Mephentermine sulfate can be administered intramuscularly without fear of irritation or abnormal tissue reaction. Pressor response is evident 5 to 15 minutes after intramuscular injection and has a duration of 1 to 2 hours. Injection of an undiluted parenteral solution of mephentermine sulfate, containing 30 mg/ml, or a continuous infusion of a solution of mephentermine sulfate, in 5% dextrose in water with a concentration of approximately 1 mg/ml, directly into the vein, is the preferred route for treatment of shock. Intravenous administration of undiluted mephentermine sulfate does not produce vascular irritation and, should extravasation occur, no untoward tissue reaction will develop. Dosage of mephentermine sulfate used in the treatment of shock and hypotension is based on experimental observations that 0.5 mg/kg produces a positive inotropic action, the pharmacologic action of mephentermine sulfate responsible for the pressor effect.
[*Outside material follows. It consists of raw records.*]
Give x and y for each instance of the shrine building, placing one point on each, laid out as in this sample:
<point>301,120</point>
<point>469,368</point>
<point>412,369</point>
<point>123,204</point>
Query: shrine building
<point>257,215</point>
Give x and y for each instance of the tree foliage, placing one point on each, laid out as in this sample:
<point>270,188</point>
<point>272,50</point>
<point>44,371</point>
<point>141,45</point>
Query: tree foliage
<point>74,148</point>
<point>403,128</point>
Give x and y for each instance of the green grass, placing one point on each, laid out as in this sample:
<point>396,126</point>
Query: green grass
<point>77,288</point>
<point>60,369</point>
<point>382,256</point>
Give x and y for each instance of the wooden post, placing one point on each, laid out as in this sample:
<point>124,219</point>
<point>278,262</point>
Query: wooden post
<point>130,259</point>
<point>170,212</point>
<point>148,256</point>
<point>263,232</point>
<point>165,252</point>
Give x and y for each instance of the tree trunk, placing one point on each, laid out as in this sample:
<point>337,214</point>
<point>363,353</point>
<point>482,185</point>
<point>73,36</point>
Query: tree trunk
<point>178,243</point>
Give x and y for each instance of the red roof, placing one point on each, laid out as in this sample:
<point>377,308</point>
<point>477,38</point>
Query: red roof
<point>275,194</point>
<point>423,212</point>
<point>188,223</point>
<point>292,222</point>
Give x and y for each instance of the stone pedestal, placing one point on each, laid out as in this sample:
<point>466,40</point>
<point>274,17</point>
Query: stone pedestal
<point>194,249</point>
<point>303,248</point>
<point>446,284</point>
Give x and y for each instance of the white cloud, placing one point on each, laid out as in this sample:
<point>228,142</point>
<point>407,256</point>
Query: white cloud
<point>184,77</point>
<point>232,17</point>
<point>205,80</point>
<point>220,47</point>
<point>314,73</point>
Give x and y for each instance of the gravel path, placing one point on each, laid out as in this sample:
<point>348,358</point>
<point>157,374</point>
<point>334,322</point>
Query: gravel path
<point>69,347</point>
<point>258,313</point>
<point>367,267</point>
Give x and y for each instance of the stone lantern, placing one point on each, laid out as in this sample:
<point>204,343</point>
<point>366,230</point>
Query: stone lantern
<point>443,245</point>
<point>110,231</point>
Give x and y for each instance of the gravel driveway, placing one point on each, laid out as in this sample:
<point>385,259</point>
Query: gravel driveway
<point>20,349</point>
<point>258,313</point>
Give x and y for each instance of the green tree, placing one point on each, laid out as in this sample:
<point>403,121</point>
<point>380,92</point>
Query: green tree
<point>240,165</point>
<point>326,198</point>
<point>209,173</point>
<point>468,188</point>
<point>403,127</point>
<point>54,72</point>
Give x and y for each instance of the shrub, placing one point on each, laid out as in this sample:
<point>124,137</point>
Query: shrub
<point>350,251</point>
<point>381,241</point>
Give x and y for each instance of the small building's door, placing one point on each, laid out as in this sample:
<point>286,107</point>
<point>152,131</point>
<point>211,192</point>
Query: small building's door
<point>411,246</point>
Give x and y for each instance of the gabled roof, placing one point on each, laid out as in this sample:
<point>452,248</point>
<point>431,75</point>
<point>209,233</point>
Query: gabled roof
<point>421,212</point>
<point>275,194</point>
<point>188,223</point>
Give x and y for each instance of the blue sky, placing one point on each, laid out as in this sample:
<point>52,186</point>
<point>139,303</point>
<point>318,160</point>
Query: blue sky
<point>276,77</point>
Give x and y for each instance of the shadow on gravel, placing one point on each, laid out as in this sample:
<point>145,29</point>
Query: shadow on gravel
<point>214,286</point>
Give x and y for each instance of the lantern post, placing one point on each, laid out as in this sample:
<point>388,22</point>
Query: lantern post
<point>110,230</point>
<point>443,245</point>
Treatment of hypotension occurring following spinal anesthesia is accomplished by the administration of 30 to 45 mg mephentermine sulfate intravenously in a single injection. Doses of 30 mg may be repeated as necessary to maintain the desired level of blood pressure. An immediate response and maintenance of blood pressure can be accomplished by the continuous intravenous infusion of a 0.1% solution of mephentermine sulfate in 5% dextrose in water (1 mg mephentermine sulfate/ml solution). The rate of flow and duration of this intravenous therapy should be regulated according to the response of the patient.
Treatment of hypotension secondary to spinal anesthesia in the obstetrical patient undergoing Caesarean section, who is known to react more positively to drugs, is accomplished by the administration of an initial dose of 15 mg of mephentermine sulfate intravenously. This dose may be repeated if the response is not adequate.
Prevention of hypotension attendant to spinal anesthesia can be accomplished by the administration of 30 to 45 mg mephentermine sulfate intramuscularly 10 to 20 minutes prior to anesthesia, operation, or termination of the operative procedure.
Preparation Of Intravenous Solution: The 0.1% solution of mephentermine sulfate recommended for continuous intravenous administration can be conveniently prepared in the approximate concentration (0.115%) by adding two 10-ml vials of mephentermine sulfate, 30 mg/ml, to 500 ml of 5% dextrose in water.
Store at room temperature, approximately 25Β°C (77Β°F).